Outrage
Auroreiji
de Takeshi Kitano
Sélection officielle


Sortie en salle : 24 novembre 2010




Filmer la violence

Dans une lutte impitoyable pour le pouvoir, plusieurs clans yakuza se disputent la bienveillance du Parrain. Les caïds montent dans l'organisation à coups de complots et de fausses allégeances. Otomo, yakuza de longue date, a vu évoluer ses pairs : des tatouages élaborés et des phalanges sectionnées, ils sont passés à la haute finance. Leur combat pour arriver au sommet, ou du moins pour survivre, est sans fin dans un monde corrompu où règnent trahison et vengeance. Un monde où les héros n'existent pas...

Outrage marque le grand retour de Kitano dans le film de yakuza, genre qui le révéla avec des œuvres aussi diverses que Sonatine, Hana-Bi ou Brother. On comprend mal la tiédeur de l'accueil après sa projection cannoise, tant le spectacle jubilatoire est mené de main de maître. Est-ce la profusion de petit doigts coupés et de crânes explosés qui a suscité si peu d'adhésion ? On en doute, tant l'échelle de la violence s'est recomposée ces quinze dernières années, Tarantino, les Coen et bien d'autres ayant sinon banalisé du moins fait intérioriser l'incursion d'actes de barbaries dans la logique du film d'action. Est-ce le (faux) sentiment de déjà-vu, laissant croire que Kitano ne se renouvelle pas ? C'est ne pas voir que le cinéaste ne se contente pas de filmer la violence comme un vulgaire jeu vidéo et que le propre d'un auteur est d'imposer son univers créatif et son style de façon récurrente.

Dans Outrage, rien n'est mesuré ni tempéré et c'est ce qui fait la force du récit : bouffonnerie assumée, absence de manichéisme (tous les personnages sont des méchants), propos incorrect asséné (l'ambassadeur africain impliqué dans les malversations criminelles), profusion de dialogues à tonalité unique : tout le monde se hurle dessus sans arrêt, une séquence montrant même les acteurs qui se coupent la parole dans un rythme semblable au « manzai », ce genre comique structuré comme un spectacle de clowns. En même temps, le regard du cinéaste est plus critique qu'il n'en a l'air, et Kitano est subtil dans cette aptitude à montrer l'individualisation des comportements dans des groupes sociaux pourtant structurants et fortement coercitifs : doit-on y déceler une satire de la société japonaise dans son ensemble ? Soulignons aussi la perfection technique et artistique du film, de la splendide photographie à la partition musicale de Keiichi Suzuki, compositeur de Zatoichi.
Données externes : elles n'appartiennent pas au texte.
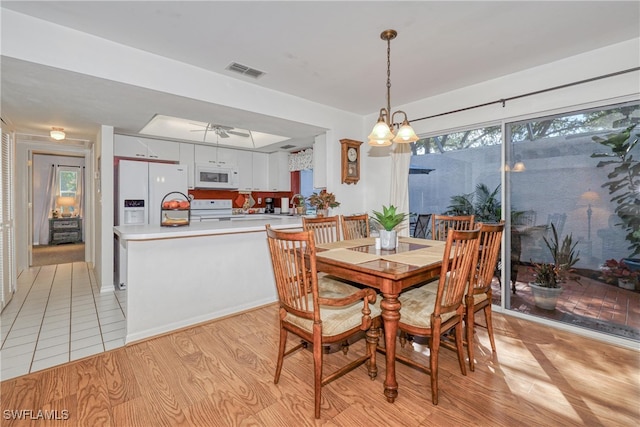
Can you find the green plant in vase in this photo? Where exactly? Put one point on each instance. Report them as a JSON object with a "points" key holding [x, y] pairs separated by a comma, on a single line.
{"points": [[549, 276], [389, 219]]}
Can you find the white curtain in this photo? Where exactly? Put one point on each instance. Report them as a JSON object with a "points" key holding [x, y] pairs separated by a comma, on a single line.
{"points": [[301, 160], [400, 160], [49, 202]]}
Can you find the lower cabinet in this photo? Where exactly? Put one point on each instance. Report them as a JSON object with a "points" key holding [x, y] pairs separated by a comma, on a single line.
{"points": [[65, 230]]}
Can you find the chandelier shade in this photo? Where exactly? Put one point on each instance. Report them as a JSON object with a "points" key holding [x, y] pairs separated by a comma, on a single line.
{"points": [[57, 134], [383, 133]]}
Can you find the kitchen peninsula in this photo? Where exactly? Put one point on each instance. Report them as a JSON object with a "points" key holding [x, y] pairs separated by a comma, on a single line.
{"points": [[180, 276]]}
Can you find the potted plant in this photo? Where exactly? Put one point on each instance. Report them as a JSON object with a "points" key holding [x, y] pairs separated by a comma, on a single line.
{"points": [[389, 219], [298, 202], [618, 272], [322, 201], [548, 276]]}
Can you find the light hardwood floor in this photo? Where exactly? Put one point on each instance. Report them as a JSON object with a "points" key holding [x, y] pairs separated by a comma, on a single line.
{"points": [[221, 374]]}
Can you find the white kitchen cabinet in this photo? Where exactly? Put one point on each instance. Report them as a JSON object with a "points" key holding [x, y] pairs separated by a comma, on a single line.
{"points": [[245, 170], [279, 175], [145, 148], [260, 171], [218, 155], [253, 169], [187, 158]]}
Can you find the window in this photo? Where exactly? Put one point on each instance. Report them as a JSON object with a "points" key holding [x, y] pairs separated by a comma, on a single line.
{"points": [[67, 182], [563, 170]]}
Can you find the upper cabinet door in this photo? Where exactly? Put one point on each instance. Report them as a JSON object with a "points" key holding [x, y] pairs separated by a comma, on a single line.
{"points": [[187, 158], [260, 171], [145, 148], [245, 170], [163, 150]]}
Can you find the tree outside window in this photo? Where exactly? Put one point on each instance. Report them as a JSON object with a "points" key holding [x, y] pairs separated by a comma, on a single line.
{"points": [[68, 183]]}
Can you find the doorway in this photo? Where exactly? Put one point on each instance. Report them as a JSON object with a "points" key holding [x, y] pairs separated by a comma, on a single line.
{"points": [[58, 195]]}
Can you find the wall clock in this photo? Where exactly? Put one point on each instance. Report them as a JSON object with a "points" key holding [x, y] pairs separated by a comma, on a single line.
{"points": [[350, 161]]}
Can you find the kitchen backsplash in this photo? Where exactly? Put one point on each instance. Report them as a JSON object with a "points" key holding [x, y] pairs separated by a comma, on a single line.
{"points": [[238, 201]]}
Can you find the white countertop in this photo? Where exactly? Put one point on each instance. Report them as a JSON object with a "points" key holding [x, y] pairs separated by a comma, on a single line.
{"points": [[240, 225]]}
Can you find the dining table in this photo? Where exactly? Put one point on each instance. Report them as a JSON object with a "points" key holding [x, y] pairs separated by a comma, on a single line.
{"points": [[412, 262]]}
Enfin, il n'est pas superflu d'ajouter qu'en tant qu'acteur, ''Beat'' Takeshi Kitano est irrésistible dans le rôle de sous-chef de petit clan finissant toujours la sale besogne, le comédien trimballant sa mine pince-sans-rire jusqu'à la dernière bobine. Si la filmographie de Kitano regorge de trésors d'un tout autre registre, tels les délicats L'Été de Kikujiro ou Achille et la tortue, ce retour aux sources procure un plaisir intense tout en révélant une inspiration spontanée et fructueuse.

Gérard Crespo


2h00 - Japon - Scénario : Takeshi KITANO - Interprétation : Takeshi KITANO, Ryo KASE, Kippei SHIINA.